Ski area in Utah, United States

Cherry Peak is a ski area in northern Utah that opened in 2014 and first used for skiing in the 2014–2015 season. It is located in Cherry Canyon, east of Richmond, Utah in the Bear River Mountains. While smaller and less developed than a number of Utah ski resorts, Cherry Peak is close and convenient to residents of nearby Logan, Utah State University, and Cache Valley. It also hosts students from more distant universities.

The resort has snowmaking equipment which it uses to augment the natural snowfall as needed.

The resort is accessed by driving 3.5 miles (5.5 km) east from Richmond, Utah (on 500 North Street) into Cherry Canyon. Due to its smaller size and relative distance from the Wasatch Front, it is presently mostly considered a locally-oriented facility.

==Origin==
Property owner John Chadwick began securing licenses and agreements for the proposed resort in 2009. His concept for an Olympic-themed ski area was met with resistance by local residents, and skiers who already used the property as part of their cross-country skiing paths and alpine descents.

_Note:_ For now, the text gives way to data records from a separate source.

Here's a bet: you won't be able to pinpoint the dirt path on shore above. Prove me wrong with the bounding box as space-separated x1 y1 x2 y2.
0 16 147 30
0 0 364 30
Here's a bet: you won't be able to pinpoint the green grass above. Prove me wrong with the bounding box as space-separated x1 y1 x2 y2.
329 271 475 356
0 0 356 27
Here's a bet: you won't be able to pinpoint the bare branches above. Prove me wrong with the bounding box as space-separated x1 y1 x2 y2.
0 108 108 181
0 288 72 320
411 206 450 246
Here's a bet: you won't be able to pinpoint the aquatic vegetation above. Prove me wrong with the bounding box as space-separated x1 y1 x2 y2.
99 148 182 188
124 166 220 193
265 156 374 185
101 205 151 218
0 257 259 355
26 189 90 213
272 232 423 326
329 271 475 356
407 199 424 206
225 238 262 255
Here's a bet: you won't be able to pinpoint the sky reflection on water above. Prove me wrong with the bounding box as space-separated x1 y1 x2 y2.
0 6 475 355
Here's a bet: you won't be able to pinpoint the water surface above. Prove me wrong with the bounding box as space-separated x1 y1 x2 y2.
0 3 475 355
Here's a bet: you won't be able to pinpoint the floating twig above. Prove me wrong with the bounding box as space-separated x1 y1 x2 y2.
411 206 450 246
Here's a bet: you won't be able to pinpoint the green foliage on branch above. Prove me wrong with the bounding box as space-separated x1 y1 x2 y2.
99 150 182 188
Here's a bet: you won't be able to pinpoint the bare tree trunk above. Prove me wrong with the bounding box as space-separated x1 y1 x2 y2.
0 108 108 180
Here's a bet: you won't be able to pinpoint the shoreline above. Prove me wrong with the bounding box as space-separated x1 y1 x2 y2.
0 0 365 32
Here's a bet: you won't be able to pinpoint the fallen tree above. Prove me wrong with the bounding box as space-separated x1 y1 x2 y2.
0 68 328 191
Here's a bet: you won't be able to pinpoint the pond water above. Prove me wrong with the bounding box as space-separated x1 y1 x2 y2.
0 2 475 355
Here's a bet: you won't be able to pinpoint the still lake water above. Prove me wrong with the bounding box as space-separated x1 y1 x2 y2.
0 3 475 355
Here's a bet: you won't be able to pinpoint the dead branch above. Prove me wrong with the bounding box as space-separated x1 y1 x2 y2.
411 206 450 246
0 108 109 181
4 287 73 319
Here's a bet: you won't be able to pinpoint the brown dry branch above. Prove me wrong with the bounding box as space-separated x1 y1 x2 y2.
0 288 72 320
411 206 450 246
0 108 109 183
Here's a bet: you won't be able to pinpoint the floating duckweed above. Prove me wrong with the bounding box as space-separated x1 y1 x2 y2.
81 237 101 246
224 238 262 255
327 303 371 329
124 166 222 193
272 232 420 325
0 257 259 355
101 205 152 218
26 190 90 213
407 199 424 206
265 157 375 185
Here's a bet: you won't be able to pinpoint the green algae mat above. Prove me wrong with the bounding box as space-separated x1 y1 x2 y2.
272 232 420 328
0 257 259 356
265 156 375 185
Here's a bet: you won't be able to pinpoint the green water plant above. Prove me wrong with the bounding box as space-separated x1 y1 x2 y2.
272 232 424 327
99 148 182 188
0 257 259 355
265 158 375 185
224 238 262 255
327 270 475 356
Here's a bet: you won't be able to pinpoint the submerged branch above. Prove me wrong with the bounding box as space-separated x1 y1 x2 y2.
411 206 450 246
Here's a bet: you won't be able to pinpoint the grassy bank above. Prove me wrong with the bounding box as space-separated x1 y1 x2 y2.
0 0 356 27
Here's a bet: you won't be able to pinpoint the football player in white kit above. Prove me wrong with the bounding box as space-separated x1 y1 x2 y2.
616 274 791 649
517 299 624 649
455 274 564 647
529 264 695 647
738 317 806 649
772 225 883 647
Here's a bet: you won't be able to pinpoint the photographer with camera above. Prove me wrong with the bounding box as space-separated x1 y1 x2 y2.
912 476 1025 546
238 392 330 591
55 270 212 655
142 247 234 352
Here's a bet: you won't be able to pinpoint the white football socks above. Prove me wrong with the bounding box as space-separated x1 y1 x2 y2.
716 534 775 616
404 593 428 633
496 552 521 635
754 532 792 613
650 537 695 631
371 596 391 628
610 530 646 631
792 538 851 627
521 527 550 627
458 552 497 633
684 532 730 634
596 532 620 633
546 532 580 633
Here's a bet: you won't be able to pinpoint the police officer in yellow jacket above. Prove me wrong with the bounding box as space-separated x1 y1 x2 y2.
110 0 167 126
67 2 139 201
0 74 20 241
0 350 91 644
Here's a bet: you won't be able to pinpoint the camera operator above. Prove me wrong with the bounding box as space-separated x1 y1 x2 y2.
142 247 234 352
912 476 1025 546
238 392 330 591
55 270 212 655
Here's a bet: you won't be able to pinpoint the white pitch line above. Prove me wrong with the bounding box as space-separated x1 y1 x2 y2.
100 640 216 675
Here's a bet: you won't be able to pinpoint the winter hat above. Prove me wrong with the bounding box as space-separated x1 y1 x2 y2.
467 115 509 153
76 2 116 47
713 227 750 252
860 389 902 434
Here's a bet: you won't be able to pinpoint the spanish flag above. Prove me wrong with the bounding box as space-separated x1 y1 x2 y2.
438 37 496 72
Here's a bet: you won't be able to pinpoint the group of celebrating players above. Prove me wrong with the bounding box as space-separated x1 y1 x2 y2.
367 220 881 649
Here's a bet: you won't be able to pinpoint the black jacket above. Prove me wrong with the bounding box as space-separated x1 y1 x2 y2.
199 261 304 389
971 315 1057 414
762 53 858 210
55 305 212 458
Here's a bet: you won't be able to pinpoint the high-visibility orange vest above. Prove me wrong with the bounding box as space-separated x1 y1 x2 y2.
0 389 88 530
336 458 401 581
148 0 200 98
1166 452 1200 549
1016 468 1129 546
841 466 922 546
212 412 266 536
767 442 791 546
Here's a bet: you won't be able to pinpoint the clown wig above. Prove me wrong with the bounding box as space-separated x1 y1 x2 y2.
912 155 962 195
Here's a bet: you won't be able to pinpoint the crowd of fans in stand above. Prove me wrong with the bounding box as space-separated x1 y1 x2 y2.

By 2013, all was in order and construction began. The facility was opened in late 2014 with hopes to operate during the winter season, but a combination of final details and sparse snowfall that year caused the opening date to be moved to December 21, 2015.

The initial operation used two lifts, servicing five runs. For the 2016–17 season, a third lift had been completed and 29 runs had been groomed and marked. The combined length of the runs available is 20 kilometers.

==Cherry Peak facilities==
Facilities include a day lodge with grill restaurant, a full-service ski rental operation, ski instructors, and a ski shop. The lodge is also open during the summer, and several summertime events have been held, including alpine hiking, and evening concerts. Consideration was given to hosting mountain biking events there, but due to the limited terrain this has not been pursued to date.

When first opened, the resort was unusual among the state's resorts in that it did not operate on Sundays, even though that is usually the busiest or second-busiest day for most ski resorts. However, as of February 19, 2017, it is now open on Sundays.

==Cherry Peak lifts==
- Gateway Lift - runs from the lodge to the top of the canyon ridge. It opens onto several runs ranging from easier to most difficult. It also provides access to the remaining two lifts.
- Vista Lift - runs from the base of the Vista Lift to an intermediate opening, from which four easier and four more difficult runs are available.
- Summit Lift - runs on the south side of the mountain ridge, terminating at the crest of the resort (7050' MSL). All runs from the summit are classed as more difficult or most difficult.